Why Should We Mediate Special Education Disputes?
By: James R. Mortenson
The majority of special education disputes are unique in the world of civil litigation because they usually involve parties who must maintain a significant relationship. For example: employment cases often involve a separation, personal injury suits often involve people who do not even know each other, businesses may or may not continue relationships after a legal dispute. Parents and their children, in most special education disputes, must look at continuing their relationship with a school or school district. This may often be for a significant part of the child's educational career. The prospect of entering into litigation with a child's school, i.e. a due process hearing, is potentially harmful of that relationship. There may be no relationship more important than that between a family and the school that they entrust to educate their child.

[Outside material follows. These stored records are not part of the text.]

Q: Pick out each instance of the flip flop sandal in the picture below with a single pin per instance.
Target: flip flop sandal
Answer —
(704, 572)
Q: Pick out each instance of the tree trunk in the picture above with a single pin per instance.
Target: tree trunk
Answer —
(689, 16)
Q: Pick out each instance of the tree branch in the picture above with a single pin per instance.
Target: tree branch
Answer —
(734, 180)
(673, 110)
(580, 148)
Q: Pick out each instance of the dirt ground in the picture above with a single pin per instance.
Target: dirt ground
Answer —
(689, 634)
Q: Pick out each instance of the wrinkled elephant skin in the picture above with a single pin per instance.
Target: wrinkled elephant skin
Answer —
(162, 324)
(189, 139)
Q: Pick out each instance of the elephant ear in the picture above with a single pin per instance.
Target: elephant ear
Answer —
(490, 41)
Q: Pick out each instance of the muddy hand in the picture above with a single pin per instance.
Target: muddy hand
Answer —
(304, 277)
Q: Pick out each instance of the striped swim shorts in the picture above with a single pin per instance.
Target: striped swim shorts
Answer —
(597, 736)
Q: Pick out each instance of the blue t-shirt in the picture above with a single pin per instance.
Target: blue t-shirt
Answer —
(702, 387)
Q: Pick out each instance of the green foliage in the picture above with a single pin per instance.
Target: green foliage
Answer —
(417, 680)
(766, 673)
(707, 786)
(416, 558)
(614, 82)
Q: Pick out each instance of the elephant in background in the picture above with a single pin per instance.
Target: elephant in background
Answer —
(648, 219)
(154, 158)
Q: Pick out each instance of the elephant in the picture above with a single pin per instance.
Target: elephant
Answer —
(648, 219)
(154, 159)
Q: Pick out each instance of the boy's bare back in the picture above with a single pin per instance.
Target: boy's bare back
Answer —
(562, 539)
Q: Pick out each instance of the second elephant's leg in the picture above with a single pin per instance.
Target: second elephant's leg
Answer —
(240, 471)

The education of a child with a disability should not suffer due to a parent's unwillingness to confront a school on accommodations or modifications which are not appropriate or are not free. Legitimate disputes arise and they must be dealt with. But is it a "catch 22"? Should parents avoid confrontation and smile as if nothing were wrong, while a child fails to progress or should they rather, engage in battle with the organization entrusted with the education of their child and in the process destroy any semblance of trust or respect that may have existed before the dispute? I do not envy any parent faced with this very real dilemma.
So what are the alternatives available to parents? In addition to attempting to resolve disputes, some parents try to avoid them. A parent may attempt to change public schools. They may enroll their child in a private school and pay for it themselves. They may move. These are just a few examples and, although parents across the country have used these options, they are not possible for everyone. Indeed, parents should not be encouraged to back down in the face of a school district that is unwilling or allegedly unable to provide appropriate services to their child with a disability. Federal law protects these children and their parents. Resolving the dispute in an attempt to enforce the rights of children with disabilities, and their parents, should always be considered the preferable option. The question is, how to enforce those rights? While mediation may not strike many as an enforcement mechanism (because it almost always involves compromise), we must face the fact that due process (litigation) is not always the best way to resolve issues and, in fact, can raise more.
Why mediate special education disputes?
The cost of litigation, the time and emotion invested, and the pain involved are all factors that parents must consider when looking at litigation. Even with fee shifting enabling parents to recover attorneys' fees from districts when they are successful, the process will undoubtedly hit a family's financial resources hard. Assuming a parent can recover all of their attorney's fees in the end, that time can be a long way off. If hearing decisions are appealed, and eventually reach federal district court, the final outcome may have taken a year or more. Few attorneys will prosecute a special education case on a contingent basis, so parents must be prepared to pay.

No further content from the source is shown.